Rudenko v. Costello

Decision Date20 March 2002
Docket NumberDocket No. 99-2276.,Docket No. 99-2277.,Docket No. 99-2309.,Docket No. 99-2248.,Docket No. 99-2497.,Docket No. 99-2524.,Docket No. 99-2466.,Docket No. 99-2531.,Docket No. 99-2718.,Docket No. 99-2242 (L).,Docket No. 99-2340.,Docket No. 99-2387.,Docket No. 99-2692.,Docket No. 99-2423.,Docket No. 99-2304.,Docket No. 99-2266.
Citation286 F.3d 51
PartiesKonstantin RUDENKO; Rudenko Konstantin; Abdul Hakim, also known as Desmond Woodburn; Anthony Williams; Connie L. Johnson; Darrell Spencer; Norman Chang; Patrick Bannon; Ramon Alcantara; Dennis Gandarilla; Dennis Brown; Darren Collins; Miguel Miranda; Anthony DeFina; Victor Woodard, Petitioners-Appellants, v.

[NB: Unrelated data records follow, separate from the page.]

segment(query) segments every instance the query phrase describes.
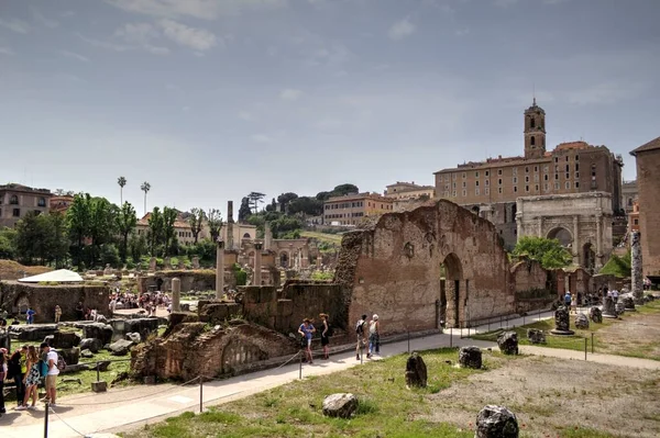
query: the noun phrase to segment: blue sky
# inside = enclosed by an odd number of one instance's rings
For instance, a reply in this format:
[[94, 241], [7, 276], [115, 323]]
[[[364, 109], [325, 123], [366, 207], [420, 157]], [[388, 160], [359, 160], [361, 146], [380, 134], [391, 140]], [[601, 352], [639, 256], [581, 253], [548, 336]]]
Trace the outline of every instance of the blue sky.
[[0, 2], [1, 182], [148, 204], [316, 194], [660, 135], [657, 0]]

Joseph J. COSTELLO, Supt.; Charles J. Hynes; Charles Greiner, Superintendent, Sing Sing Correctional Facility; Daniel A. Senkowski, Superintendent, Clinton Correctional Facility; John P. Keane, Supt.; Christopher Artuz, Superintendent; Commissioner of Correctional Services; James Stinson, Superintendent; Floyd Bennett; H.H. Albaugh, Supt.; Frank Irvin, Supt. of the Wende Correctional Facility, Respondents-Appellees.
CourtU.S. Court of Appeals — Second Circuit

Larry W. Yackle, Boston University School of Law, Boston, MA, (Perry S. Reich, Schapiro & Reich, Lindenhurst, NY, on the brief), for Petitioners-Appellants.

Amy Appelbaum, Assistant District Attorney, Kings County, Brooklyn, NY, (Charles J. Hynes, District Attorney for Kings County, Leonard Joblove, Victor Barall, Assistant District Attorneys Brooklyn, NY, Richard A. Brown, District Attorney for Queens County, John M. Castellano, Assistant District Attorney, Kew Gardens, NY, Eliot Spitzer, Attorney General for the State of New York, Valerie Singleton, Assistant Attorney General, New York, NY, on the brief), for Respondents-Appellees.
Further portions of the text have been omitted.